Prescription: Collaboration and Engagement
For small businesses with limited resources, cooperation and stakeholder engagement have emerged as key strategies for tackling CSR effectively. Collaboration in the form of community- and industry-based partnerships with other businesses, as well as with the nonprofit, government, and academic sectors, can allow SMEs to pool their resources while facilitating a more effective response to the increasingly diverse and interdisciplinary challenges of today’s society. The aforementioned initiatives in the printing and waste-management industries are examples of this approach, as are the trends toward open innovation in research and development.
When it comes to social contributions, collaboration with NPOs can provide not only needed expertise and resources but also less tangible PR benefits.
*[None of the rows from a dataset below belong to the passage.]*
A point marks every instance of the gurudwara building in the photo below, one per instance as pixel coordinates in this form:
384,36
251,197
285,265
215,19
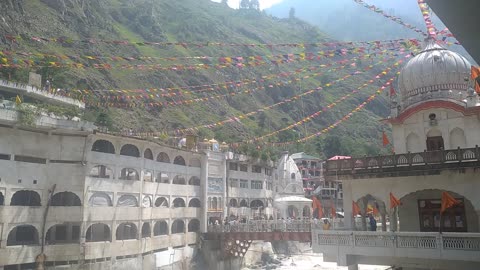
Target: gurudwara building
436,132
71,197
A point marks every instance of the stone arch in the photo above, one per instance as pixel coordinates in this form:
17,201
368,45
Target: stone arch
25,198
23,235
233,203
178,226
103,146
100,199
98,232
257,204
179,160
148,154
127,200
63,234
160,228
130,150
195,162
194,225
194,181
178,202
161,202
414,205
457,138
163,157
194,203
162,178
146,230
101,171
126,231
243,203
413,143
65,198
129,174
179,180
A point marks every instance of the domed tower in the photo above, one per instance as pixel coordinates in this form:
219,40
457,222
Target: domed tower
436,106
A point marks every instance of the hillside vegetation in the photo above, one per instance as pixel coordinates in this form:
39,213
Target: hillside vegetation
197,21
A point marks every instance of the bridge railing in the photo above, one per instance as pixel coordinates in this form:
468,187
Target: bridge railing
264,226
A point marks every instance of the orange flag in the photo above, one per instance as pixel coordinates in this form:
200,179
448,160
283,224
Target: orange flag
394,202
386,141
447,202
333,210
355,208
475,75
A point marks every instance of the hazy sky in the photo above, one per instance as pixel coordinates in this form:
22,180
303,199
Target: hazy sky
263,3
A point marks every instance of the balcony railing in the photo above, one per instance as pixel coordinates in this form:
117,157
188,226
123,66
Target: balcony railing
405,160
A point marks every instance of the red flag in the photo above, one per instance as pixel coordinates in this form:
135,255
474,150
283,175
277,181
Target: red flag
392,91
355,208
333,210
447,202
394,202
385,139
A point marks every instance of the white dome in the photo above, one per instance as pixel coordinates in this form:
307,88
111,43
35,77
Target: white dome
435,73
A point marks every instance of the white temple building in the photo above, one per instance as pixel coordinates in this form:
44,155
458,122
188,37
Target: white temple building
435,120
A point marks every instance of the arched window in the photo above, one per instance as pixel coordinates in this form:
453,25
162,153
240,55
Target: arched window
194,181
23,235
98,232
25,198
194,203
233,203
147,201
148,154
178,202
457,138
129,174
65,199
256,204
130,150
179,180
127,200
126,231
101,171
162,178
178,226
161,202
100,199
243,203
163,157
63,234
194,225
160,228
148,176
179,160
195,162
146,231
103,146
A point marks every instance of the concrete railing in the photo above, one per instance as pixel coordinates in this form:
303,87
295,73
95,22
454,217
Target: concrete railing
38,93
450,246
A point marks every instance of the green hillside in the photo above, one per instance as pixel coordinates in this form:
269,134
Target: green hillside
197,21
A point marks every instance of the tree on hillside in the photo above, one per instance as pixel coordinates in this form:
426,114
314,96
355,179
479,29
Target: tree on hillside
244,4
291,14
254,4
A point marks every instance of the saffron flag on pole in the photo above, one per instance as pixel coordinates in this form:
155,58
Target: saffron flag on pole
475,75
385,139
394,202
447,201
355,209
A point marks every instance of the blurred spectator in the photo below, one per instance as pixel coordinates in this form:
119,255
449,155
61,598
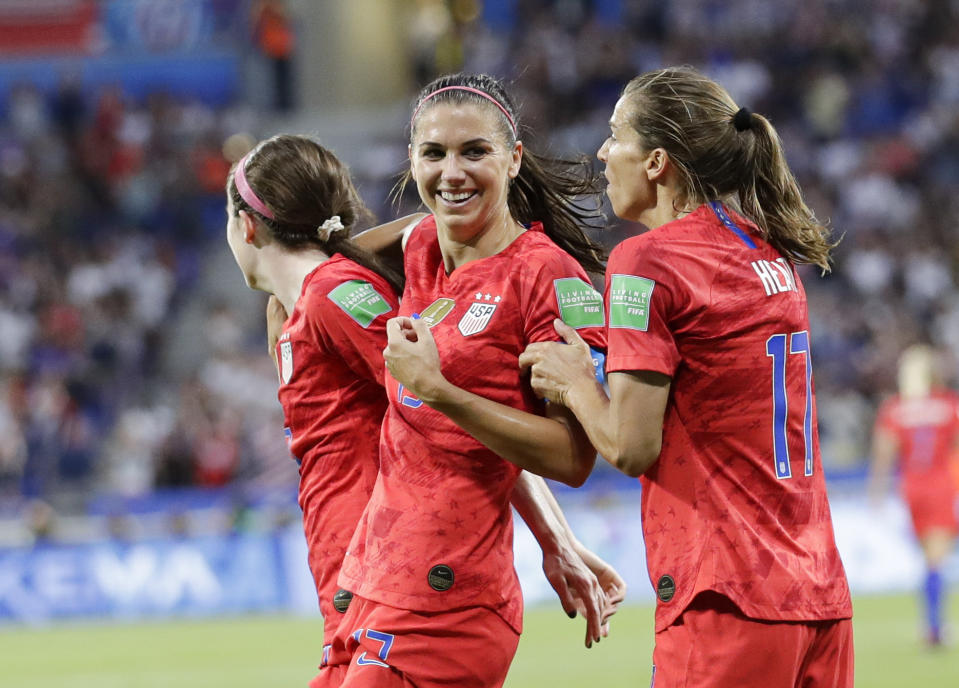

If a partner NPO publicizes a project in which a company is involved, stakeholders are more apt to accept that information as objective—or at any rate, geared to the stakeholders’ interests rather than management’s. As a result, such publicity can bring substantial benefits for a company in terms of positive stakeholder response. And when stakeholders are engaged in the planning or implementation of projects, they can spread the word themselves.
Collaboration and stakeholder engagement in CSR projects can also expand the volume and scope of business (including diversification into CSR consulting work), resulting in a healthier risk distribution.
That said, companies must be careful not to approach cross-sector collaboration as a means of acquiring resources cheaply. The goal should be to pool the resources of different sectors to create synergies that can enhance the efficacy of social programs and help revitalize the local economy.
Keys to Ongoing Progress
First, employees are the key to a successful CSR program. Companies need to train employees to take the initiative in contemplating and pursuing CSR as it relates to their own duties and activities. Important ways to nurture such a climate are (1) enhanced communication between top management and rank-and-file employees to promote CSR awareness, and (2) efforts to improve employee satisfaction. Certainly where the first is concerned, small companies are at an obvious advantage.
Second, every business needs to evaluate the success or progress of its own CSR initiatives. It is particularly important to adopt methods for assessing and visualizing the outcomes of CSR policies in such hard-to-quantify areas as risk management and contribution to society. Objective evaluation is critical to winning over stakeholders, as well as to continuous improvement.
The principles of CSR appeared prominently in the revised 2015 editions of ISO 9001 (quality management system) and ISO 14001 (environmental management system), both of which emphasize stakeholder needs, leadership, and engagement. CSR, we can safely say, is an idea whose time has come. As the CSR tide continues to sweep through industry, even very small companies will come under social and economic pressure to demonstrate their commitment, and those that respond appropriately can look forward to substantial rewards.